The leadership team is best placed to determine how to secure views from their stakeholders and determine what will add rigour to their self-evaluation in the light of their school’s circumstances.

[v] Is the self-evaluation process integral to our key management systems?

As a school develops its systems, it should aim to integrate self-evaluation with the other systems that ensure high quality, especially:

  • performance management of staff
  • CPD (e.g. how this contributes to improvements in teaching and learning and how well subject areas and departments interact to share good practice and learn from one another).
  • assessment and target setting for learners
  • planning.

[vi] Does our self-evaluation lead to action to achieve the school’s longer term goals for development?

Self-evaluation is only effective if it leads to action. An effective single, integrated School Development Plan needs to include actions that deliver outcomes for improving and developing the school, as measured by learner outcomes in teaching and learning. Being based on an effective self-evaluation process, these actions in turn are reviewed, monitored, evaluated and, where necessary, revised in the light of experience.
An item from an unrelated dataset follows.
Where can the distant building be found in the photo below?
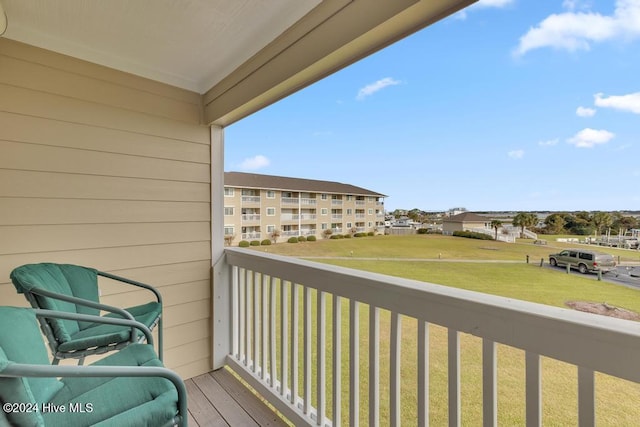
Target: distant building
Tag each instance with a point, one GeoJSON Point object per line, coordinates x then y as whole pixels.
{"type": "Point", "coordinates": [465, 221]}
{"type": "Point", "coordinates": [257, 205]}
An effective Single Development Plan should:

  • communicate a clear, unique vision, with both short and long term objectives and improvement priorities, reflecting the needs and views all of stakeholders and focusing on no more than 3 to 5 goals per year
  • be practical and achievable, offering high impact strategies for improvement and development, including short and longer term activities, depending on circumstances
  • be a clearly written working document that will be used as part of the on-going in-year evaluation process to guide and inform in-year decisions, evaluate and monitor shorter term targets and be revised as necessary as part of the self-evaluation process. As such it will have clearly defined objectives, timescales, milestones, details of who is accountable for what actions, and how the activities will be monitored and evaluated
  • offer challenging targets that drive the school forward by being focused on learner achievement, with success criteria for activities related to learner outcomes for teaching and learning
  • enable effective financial planning, with improvement and development priorities costed within budget and in line with budget priorities
  • provide a framework for performance management that supports priorities for improving teaching and learning for learners
  • encompass all school initiatives and provide clear information which will meet the needs of bodies who previously required separate documentation for bidding, monitoring or evaluation purposes.
  • have a strong community dimension, reflecting partnerships beyond the classroom and show how the school will link with its partners, such as local schools, consultants and others in the wider community to improve outcomes in teaching and learning for learners at the school and/or in the community.